In my practice, rights of first refusal generally arise in the corporate context. For example, shareholders of a close corporation might agree to a buy-sell or shareholder agreement. These routinely include a right of first refusal for either the business or the other owners when one owner decides to leave the business. You might also find a right of first refusal in the bylaws or company agreement.
They also arise in the context of real estate. Buyers might purchase a right of first refusal for property that is not on the market in the event the owner decides to sell. But they can arise in the context of the sale and purchase of just about any asset.
Rights of first refusal are usually limited in time. For businesses, this might be 60 to 90 days. They might also be limited in amount. For example, a retiring business owner might be required to sell the interest back to the business for a lesser amount.

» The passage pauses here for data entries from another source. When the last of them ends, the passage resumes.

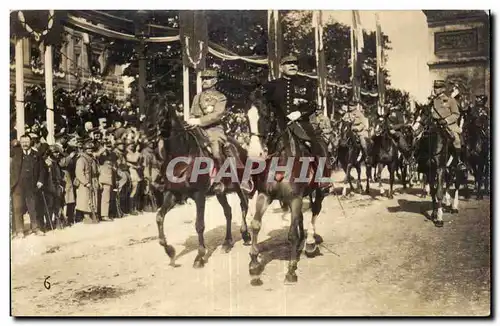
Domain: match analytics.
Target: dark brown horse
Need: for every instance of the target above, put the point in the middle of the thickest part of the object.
(180, 140)
(286, 149)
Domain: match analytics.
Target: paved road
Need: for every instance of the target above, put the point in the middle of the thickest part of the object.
(382, 258)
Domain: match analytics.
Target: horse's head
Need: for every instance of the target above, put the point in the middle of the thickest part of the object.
(260, 119)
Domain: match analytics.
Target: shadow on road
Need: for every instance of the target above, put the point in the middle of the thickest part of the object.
(213, 239)
(410, 206)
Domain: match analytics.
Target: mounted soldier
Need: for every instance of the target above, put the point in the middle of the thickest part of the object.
(293, 100)
(207, 111)
(395, 122)
(360, 126)
(446, 112)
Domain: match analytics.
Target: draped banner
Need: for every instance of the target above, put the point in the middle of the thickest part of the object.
(320, 58)
(274, 44)
(194, 38)
(357, 45)
(380, 63)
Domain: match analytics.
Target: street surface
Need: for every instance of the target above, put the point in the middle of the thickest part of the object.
(382, 258)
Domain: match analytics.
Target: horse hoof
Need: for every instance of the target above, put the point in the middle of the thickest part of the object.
(256, 282)
(247, 238)
(199, 263)
(291, 278)
(227, 246)
(170, 251)
(311, 250)
(255, 269)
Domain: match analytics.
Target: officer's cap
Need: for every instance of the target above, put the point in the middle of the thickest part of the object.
(88, 145)
(481, 98)
(208, 73)
(288, 59)
(439, 84)
(55, 148)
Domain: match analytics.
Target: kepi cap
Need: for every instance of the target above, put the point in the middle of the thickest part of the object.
(288, 58)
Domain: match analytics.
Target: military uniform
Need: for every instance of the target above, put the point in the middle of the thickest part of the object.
(395, 121)
(134, 159)
(359, 125)
(209, 106)
(290, 94)
(447, 113)
(445, 110)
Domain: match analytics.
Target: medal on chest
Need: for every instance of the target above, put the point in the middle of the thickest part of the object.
(208, 101)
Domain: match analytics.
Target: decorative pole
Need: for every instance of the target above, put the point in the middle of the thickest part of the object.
(19, 88)
(141, 53)
(49, 92)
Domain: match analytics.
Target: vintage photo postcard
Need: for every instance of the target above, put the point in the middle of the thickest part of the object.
(250, 163)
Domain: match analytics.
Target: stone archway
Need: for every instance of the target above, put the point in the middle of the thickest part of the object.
(460, 49)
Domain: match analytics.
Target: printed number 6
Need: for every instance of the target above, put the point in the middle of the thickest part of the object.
(46, 283)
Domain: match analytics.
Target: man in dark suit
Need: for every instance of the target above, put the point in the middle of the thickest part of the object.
(293, 99)
(26, 179)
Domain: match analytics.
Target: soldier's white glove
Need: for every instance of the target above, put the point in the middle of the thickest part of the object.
(194, 122)
(294, 115)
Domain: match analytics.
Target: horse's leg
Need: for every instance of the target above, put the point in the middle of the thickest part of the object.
(349, 179)
(458, 182)
(228, 240)
(368, 174)
(380, 168)
(200, 199)
(312, 249)
(359, 187)
(404, 173)
(479, 180)
(255, 269)
(392, 171)
(439, 197)
(167, 205)
(294, 239)
(244, 202)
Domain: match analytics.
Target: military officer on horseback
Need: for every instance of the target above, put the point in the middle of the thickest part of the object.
(446, 112)
(360, 126)
(207, 111)
(294, 100)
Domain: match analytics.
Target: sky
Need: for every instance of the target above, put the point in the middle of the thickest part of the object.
(407, 61)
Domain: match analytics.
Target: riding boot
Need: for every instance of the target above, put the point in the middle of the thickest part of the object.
(133, 205)
(460, 155)
(217, 186)
(321, 151)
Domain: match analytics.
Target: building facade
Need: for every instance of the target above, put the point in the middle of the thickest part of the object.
(72, 65)
(460, 49)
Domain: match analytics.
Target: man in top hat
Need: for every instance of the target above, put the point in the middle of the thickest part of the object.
(293, 100)
(54, 195)
(207, 111)
(445, 110)
(87, 174)
(27, 177)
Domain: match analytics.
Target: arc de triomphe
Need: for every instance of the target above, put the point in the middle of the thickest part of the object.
(460, 48)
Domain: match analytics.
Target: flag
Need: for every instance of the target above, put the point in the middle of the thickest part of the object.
(357, 45)
(274, 43)
(193, 32)
(380, 63)
(317, 22)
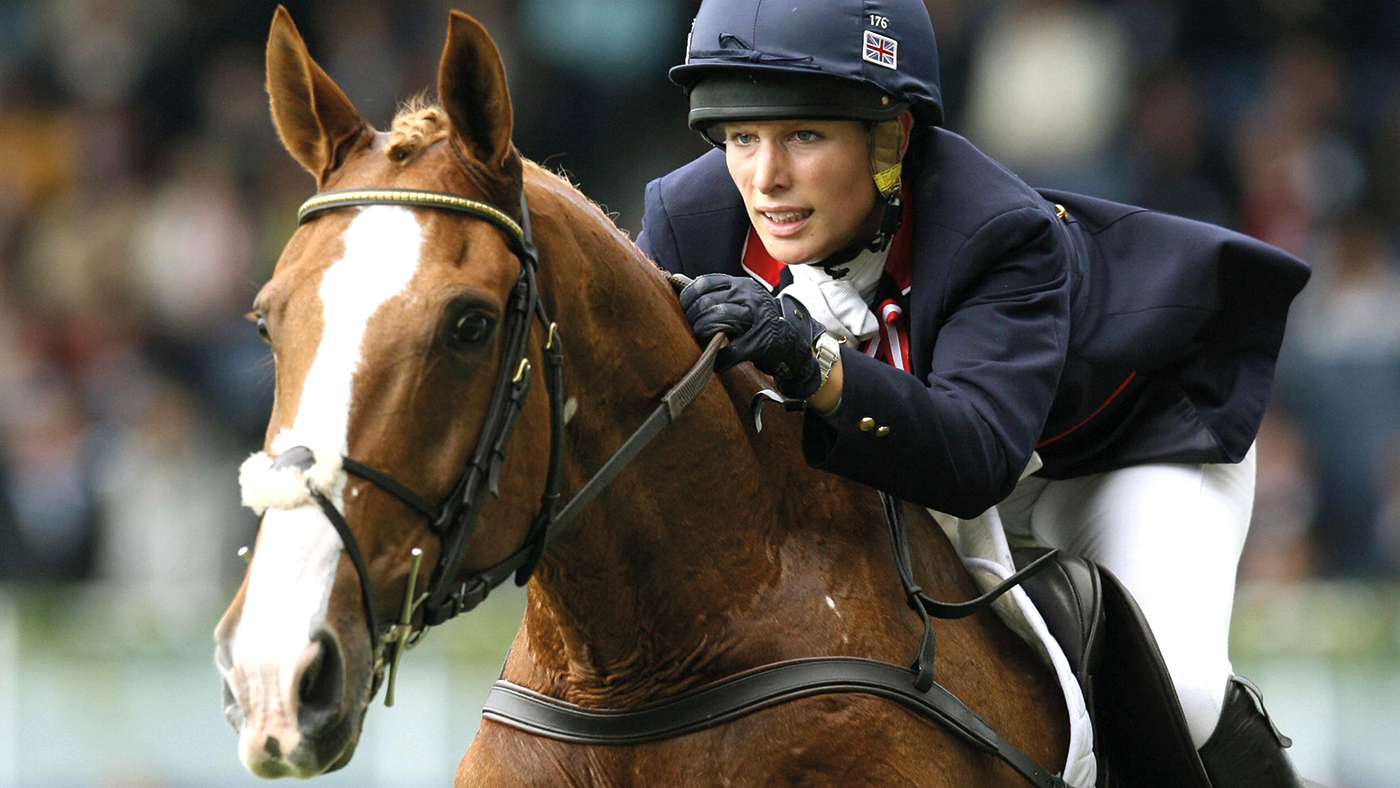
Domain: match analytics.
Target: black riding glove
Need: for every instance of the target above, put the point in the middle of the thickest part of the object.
(774, 333)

These make a lot of sense in the business context. Perhaps an LLC has three members who all engage in management of the business. But one of the members decides to retire and sell her membership interest to his son. What if the remaining members don't like the son? Or what if they do, but they know he has little business experience? What if he would be taking over a majority interest in the LLC? They would essentially end up in a bidding war with the son.
If their LLC has a buy-sell agreement, then there is probably a right of first refusal for the company or the members, or one and then the other. If the LLC or the remaining members want the son involved, then they simply take no action. It's a right, an opportunity, not a requirement.
You can find these in various contexts in every state. And it’s generally a good idea in the context of business ownership.